If passed into law, Bill C-15 will require the federal government to take measures to ensure the laws of Canada are consistent with the Declaration, and to prepare and implement an action plan to achieve the objectives of the Declaration. While enacting sweeping changes to federal legislation will undoubtedly take time, the federal government's focus on these future promises conveniently allows it to sidestep the realities that Indigenous people face on a daily basis.
Governments pour promises on Indigenous people like a winter rain. Rather than witnessing real change, we are too often left with cold disappointment.
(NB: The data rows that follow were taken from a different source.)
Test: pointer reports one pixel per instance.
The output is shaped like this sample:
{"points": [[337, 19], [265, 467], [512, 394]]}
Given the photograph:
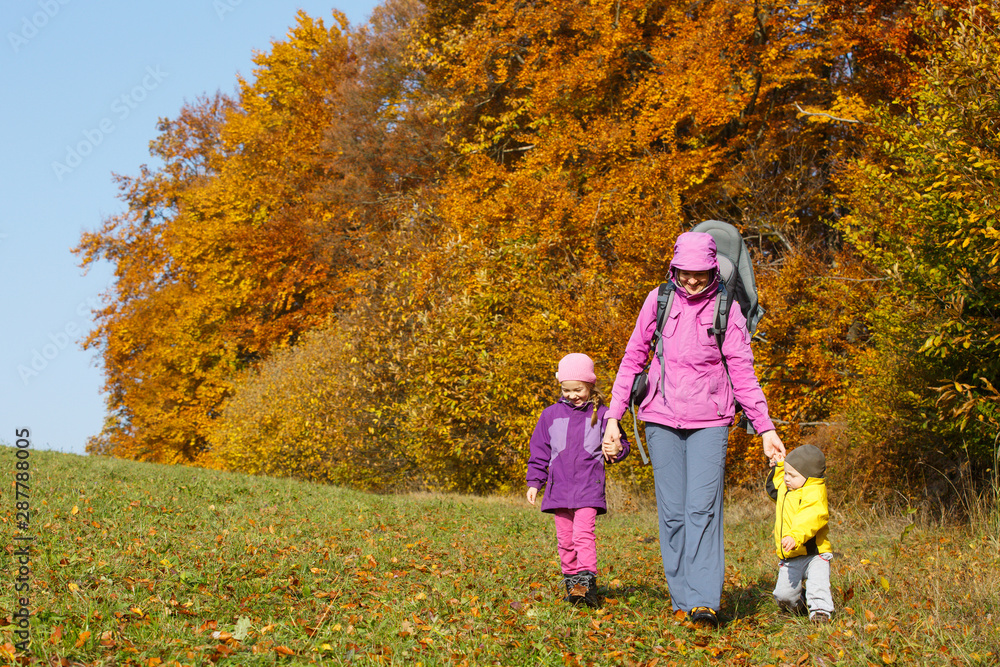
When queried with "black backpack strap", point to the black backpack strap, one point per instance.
{"points": [[664, 301], [723, 303]]}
Maybe it’ll be different this time. But, if the experience of British Columbia’s UNDRIP legislation is an accurate predictor, we should all dress accordingly.
Passed a little over a year ago to great fanfare, the BC Declaration on the Rights of Indigenous Peoples Act has failed to live up to its promise. Instead, the provincial government has continued with its dreary, self-serving narrative based on the denial of Indigenous rights.
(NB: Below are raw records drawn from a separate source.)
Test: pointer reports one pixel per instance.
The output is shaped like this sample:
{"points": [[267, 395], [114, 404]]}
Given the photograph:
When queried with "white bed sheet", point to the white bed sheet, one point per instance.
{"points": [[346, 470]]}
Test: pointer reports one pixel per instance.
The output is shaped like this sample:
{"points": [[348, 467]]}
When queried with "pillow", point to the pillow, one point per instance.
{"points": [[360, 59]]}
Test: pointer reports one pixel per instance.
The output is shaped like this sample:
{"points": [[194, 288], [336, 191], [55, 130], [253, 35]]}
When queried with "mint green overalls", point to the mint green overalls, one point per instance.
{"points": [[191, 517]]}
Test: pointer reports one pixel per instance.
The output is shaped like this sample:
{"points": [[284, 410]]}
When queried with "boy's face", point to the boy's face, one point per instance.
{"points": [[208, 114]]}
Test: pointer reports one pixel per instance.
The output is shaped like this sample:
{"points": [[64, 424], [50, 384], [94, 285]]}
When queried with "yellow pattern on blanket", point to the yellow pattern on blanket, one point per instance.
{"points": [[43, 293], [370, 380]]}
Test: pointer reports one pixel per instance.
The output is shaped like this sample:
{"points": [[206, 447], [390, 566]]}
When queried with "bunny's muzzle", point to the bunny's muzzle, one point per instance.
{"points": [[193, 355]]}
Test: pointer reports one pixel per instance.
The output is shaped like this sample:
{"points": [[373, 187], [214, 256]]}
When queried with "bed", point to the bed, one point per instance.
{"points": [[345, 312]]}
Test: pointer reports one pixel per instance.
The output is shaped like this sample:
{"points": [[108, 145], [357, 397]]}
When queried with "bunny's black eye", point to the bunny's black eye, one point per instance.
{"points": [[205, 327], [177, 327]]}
The provincial government’s business as usual approach to recognizing and protecting Indigenous rights is a choice of its own making. Rather than interpreting the UNDRIP law as being immediately actionable, the provincial government has interpreted it as being merely aspirational and forward-looking.
A case in point was the provincial government’s abysmal response in early 2020 to attempts by the Wet’suwet’en to protect their land and waters from the Coastal GasLink pipeline. Rather than using new legislation as a tool to resolve conflict in a way that respects Indigenous rights and law, the provincial government chose to disregard its own law.
All indicators are that the federal government intends to take a similar approach--lofty promises followed by a continuation of the grim reality of denial and oppression. If so, rather than delivering results, Bill C-15 will sow further cynicism.
The second, and more fundamental, reason for scepticism about Canada's UNDRIP bill is that the lack of respect for Indigenous rights in Canada is not due to a shortage of legal obligations--it is the federal and provincial governments' refusal to fulfil those obligations.
From the Royal Proclamation of 1763 to the current federal government’s refusal to implement the Supreme Court’s Marshall decision on the Mi’kmaq commercial fishing right, the federal and provincial governments’ legal obligations have been clear. What has been and continues to be lacking is a commitment by Canadian governments to follow the law, followed by demonstrable action.
On this point it is important to emphasize that Indigenous rights in Canada are not dependent on implementing UNDRIP--these rights exist both as Inherent rights and rights protected under section 35 of the Constitution. The point of the UNDRIP legislation is not to create Indigenous rights, but rather to hold the federal government to the international legal standards it has publicly endorsed.
Given Canada’s long history of failing to live up to its own well-established and clear domestic legal standards, why should Indigenous people expect the federal government to suddenly change colours when it comes to respecting international law?
Rather than a new day of respect for and recognition of Indigenous rights in Canada, the passage of Bill C-15 will most likely mark the beginning of a fresh round of efforts, legal and political, by Indigenous people to force the federal government to live up to its commitments.
The measure for real change is concrete, on the ground implementation and respect for Indigenous Peoples’ inherent and constitutional rights--not another set of commitments to do something in the future.
Maybe I’m wrong. Maybe the passage of Bill C-15 will peel back the clouds and the sun will shine. Personally, I’m not putting away my raincoat just yet.
Bruce McIvor, lawyer and historian, is principal of First Peoples Law Corporation. He is also an Adjunct Professor at the University of British Columbia’s Allard School of Law where he teaches the constitutional law of Aboriginal and Treaty rights. Bruce is a proud Métis from the Red River in Manitoba. He holds a Ph.D. in Aboriginal and environmental history and is a Fulbright Scholar. A member of the bar in British Columbia and Ontario, Bruce is recognized nationally and internationally as a leading practitioner of Aboriginal law in Canada.